Decía el cardenal Newman que para prepararse a la oración hay que leer la Biblia y el periódico. Esto hago yo asiduamente. Le hablo a Dios de los hombres y de mí mismo. En mi corazón escucho el silencio del Padre, como un rumor callado de esperanza. Es (en un plano modestísimo) algo de lo que expresaba de sí San Juan de la Cruz:
En la noche dichosa,
en secreto, que nadie me veía,
ni yo miraba cosa,
sin otra luz ni guía
sino la que en el corazón ardía.
La senectud. para ser vívida con paz, requiere paciencia. Actualmente mucha gente se rebela contra el dolor y no ve sentido alguno al sufrimiento. Probablemente es una reacción comprensible frente al masoquismo del que tanto se abusó en la tradición ascética-cristiana. Pero es una infantilidad, porque cierto margen de padecimiento pertenece a la condición humana en este mundo. San Pablo decía que “la tribulación engendra la paciencia, la paciencia virtud probada; la virtud probada esperanza”(Rom. 5,3-4). Un ser humano que no sabe lo que es sufrir, no es persona cabal. Esto no quiere decir que no debamos esforzarnos por mitigar y suprimir el dolor (en los demás y en nosotros) cuanto podamos. Pero asumiendo valerosamente con amor y con fe, como Jesús, la cuota de dolor que nos toque en suerte, incluso con un cierto sentimiento de solidaridad con todo el dolor de la humanidad. Encuentro muy significativa (aunque no sea universalizable) la actitud de Simone Weil, que muere tuberculosa en Londres por falta de alimentación, porque no quiso consumir mayores cantidades que las que sus compatriotas recibían como ración en la Francia ocupada por los nazis.
Dos anotaciones para terminar. Una sobre el dolor y otra sobre la muerte.
Respecto a la muerte, yo, a mis años la veo venir, igual que San Francisco de Asís, como a una “hermana”. Quizá el horror a la muerte y el no querer mirarla de frente, incluso en la vejez, venga del abuso de terrores infernales que nos metieron desde la infancia y que podemos ten erados en el inconsciente. Pero la muerte para el anciano tiene un cariz amable, incluso como descanso. Lo expresa muy bellamente el poeta Manuel Machado:
-Hijo, para descansar
es necesario dormir,
no pensar,
no sentir,
no soñar.
-Madre, para descansar,
morir.
Para mí, que soy cristiano, la muerte es sobre todo apertura al misterio de Dios. El Salmo 17 lo expresa en un verso estupendo: ” Yo, al despertarme me saciaré de tu semblante”.
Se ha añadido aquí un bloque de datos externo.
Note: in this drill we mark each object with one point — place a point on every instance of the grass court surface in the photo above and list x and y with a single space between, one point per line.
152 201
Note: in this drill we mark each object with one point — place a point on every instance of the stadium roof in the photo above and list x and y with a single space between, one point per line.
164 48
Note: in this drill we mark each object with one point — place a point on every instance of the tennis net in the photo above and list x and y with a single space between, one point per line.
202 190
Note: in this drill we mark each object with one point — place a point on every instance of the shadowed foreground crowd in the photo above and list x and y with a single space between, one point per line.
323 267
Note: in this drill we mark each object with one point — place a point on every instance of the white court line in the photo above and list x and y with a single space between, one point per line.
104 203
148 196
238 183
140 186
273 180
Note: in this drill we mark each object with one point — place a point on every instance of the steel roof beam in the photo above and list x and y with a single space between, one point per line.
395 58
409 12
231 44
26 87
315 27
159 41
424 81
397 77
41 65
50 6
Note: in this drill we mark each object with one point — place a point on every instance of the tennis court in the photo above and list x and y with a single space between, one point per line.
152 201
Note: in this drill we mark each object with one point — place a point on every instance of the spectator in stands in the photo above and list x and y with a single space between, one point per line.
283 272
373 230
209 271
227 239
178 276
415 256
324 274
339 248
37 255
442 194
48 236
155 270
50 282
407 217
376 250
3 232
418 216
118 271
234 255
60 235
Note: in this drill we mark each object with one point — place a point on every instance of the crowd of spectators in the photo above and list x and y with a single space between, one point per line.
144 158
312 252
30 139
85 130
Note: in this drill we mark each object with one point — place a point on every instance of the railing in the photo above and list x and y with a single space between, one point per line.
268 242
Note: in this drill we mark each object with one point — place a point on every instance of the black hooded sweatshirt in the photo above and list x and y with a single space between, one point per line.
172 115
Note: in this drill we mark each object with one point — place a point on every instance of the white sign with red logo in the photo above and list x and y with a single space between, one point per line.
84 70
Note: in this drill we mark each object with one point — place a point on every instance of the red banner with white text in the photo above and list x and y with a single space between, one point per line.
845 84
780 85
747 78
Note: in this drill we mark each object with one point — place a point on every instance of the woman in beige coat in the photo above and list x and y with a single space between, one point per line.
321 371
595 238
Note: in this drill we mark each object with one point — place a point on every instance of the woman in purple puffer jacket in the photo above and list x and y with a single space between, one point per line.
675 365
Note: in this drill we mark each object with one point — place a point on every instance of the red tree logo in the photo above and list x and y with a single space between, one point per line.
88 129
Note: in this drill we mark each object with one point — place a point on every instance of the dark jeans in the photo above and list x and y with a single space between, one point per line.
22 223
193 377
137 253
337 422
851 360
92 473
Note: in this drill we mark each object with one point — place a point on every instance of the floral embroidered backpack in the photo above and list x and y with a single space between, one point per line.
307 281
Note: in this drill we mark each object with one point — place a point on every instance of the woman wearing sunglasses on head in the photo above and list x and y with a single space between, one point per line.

Tal vez un amigo agnóstico piensa (e incluso acepta con serenidad admirable)que al morir va a la Nada. Yo espero que, para él y para mí, esa Nada resultará ser el Todo, el Amor inefable. Según Nicolás de Cusa, de Dios no se puede decir ni que es, ni que no es, ni que es y no es. De modo que para nosotros la última palabra es el silencio. Pero tengo la firme confianza de que al final el Padre de Jesús pronunciará la palabra arcana que no le dijo a Job.